Mycobacterium abscessus (Mabs) is an emerging rapid-growing mycobacteria causing severe lung infections, particularly in cystic fibrosis patients. The smooth morphotype displays surface expression of glycopeptidolipids (GPLs) whereas the rough morphotype is characterized by the loss of surface GPL. Rough variants are involved in more severe clinical forms although the underlying physiopathological mechanisms remain obscure. We have recently developed a zebrafish embryo model to decipher the pathogenesis of Mabs and the chronology of the infection process.

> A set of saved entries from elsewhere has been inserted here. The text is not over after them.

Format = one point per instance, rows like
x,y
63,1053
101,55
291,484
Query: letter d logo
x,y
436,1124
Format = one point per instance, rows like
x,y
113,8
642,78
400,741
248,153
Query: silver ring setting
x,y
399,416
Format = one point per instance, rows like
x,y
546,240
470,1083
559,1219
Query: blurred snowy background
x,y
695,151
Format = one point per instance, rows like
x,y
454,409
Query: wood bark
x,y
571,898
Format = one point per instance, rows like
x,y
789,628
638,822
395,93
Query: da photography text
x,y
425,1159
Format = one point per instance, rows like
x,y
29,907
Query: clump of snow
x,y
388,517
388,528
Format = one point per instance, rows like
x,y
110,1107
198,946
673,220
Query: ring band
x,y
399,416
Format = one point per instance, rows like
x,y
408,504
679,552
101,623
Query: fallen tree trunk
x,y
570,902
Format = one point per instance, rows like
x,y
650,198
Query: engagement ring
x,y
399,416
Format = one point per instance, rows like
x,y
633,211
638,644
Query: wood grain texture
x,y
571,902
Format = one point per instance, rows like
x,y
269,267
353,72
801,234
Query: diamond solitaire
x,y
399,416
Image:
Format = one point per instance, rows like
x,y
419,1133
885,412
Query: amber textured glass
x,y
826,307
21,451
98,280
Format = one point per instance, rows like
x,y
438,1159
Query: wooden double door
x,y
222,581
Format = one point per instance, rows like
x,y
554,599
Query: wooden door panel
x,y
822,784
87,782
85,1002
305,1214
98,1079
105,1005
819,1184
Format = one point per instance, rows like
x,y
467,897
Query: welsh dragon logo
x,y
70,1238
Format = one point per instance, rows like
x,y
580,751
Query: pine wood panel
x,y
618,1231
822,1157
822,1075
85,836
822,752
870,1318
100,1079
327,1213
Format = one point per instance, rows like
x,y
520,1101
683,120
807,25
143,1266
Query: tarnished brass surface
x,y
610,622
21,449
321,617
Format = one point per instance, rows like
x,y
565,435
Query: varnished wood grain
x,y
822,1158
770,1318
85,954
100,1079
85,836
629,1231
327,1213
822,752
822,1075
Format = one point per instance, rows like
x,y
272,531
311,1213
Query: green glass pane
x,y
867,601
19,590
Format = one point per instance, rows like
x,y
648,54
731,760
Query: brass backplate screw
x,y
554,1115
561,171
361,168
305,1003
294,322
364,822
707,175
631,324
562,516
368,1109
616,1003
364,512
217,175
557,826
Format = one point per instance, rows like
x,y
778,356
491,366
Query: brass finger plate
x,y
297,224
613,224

Herein, we evaluated the contribution of MABS_4780 in rough Mabs virulence. A mutant was constructed in which MABS_4780 was disrupted by a hygromycin cassette. This strain exhibited a higher susceptibility to thiacetazone, a second-line antitubercular drug, compared to the parental strain and higher sensitivity to detergents, presumably due to alterations of cell wall composition/structure. Consistent with hypothesis, solving the three-dimensional structure of the M. smegmatis orthologue revealed a MaoC-like structure of known dehydratases, potentially involved in cell wall lipid biosynthesis. Since Amoeba may represent the environmental reservoir of Mabs, we also assessed the intracellular fate of the mutant in Acanthamoeba Castellanii. The mutant failed to replicate intracellularly but this growth defect was not due to a general metabolic abnormality since it grew similarly to parental strain in vitro. In addition, unlike the R variant, the mutant strain was extremely attenuated in infected zebrafish embryos and was unable to produce abscesses within the central nervous system and to kill the embryos.

Our findings demonstrate the unanticipated role of MABS_4780 in physiopathology of Mabs infection, emphasizing its potential as an attractive drug target.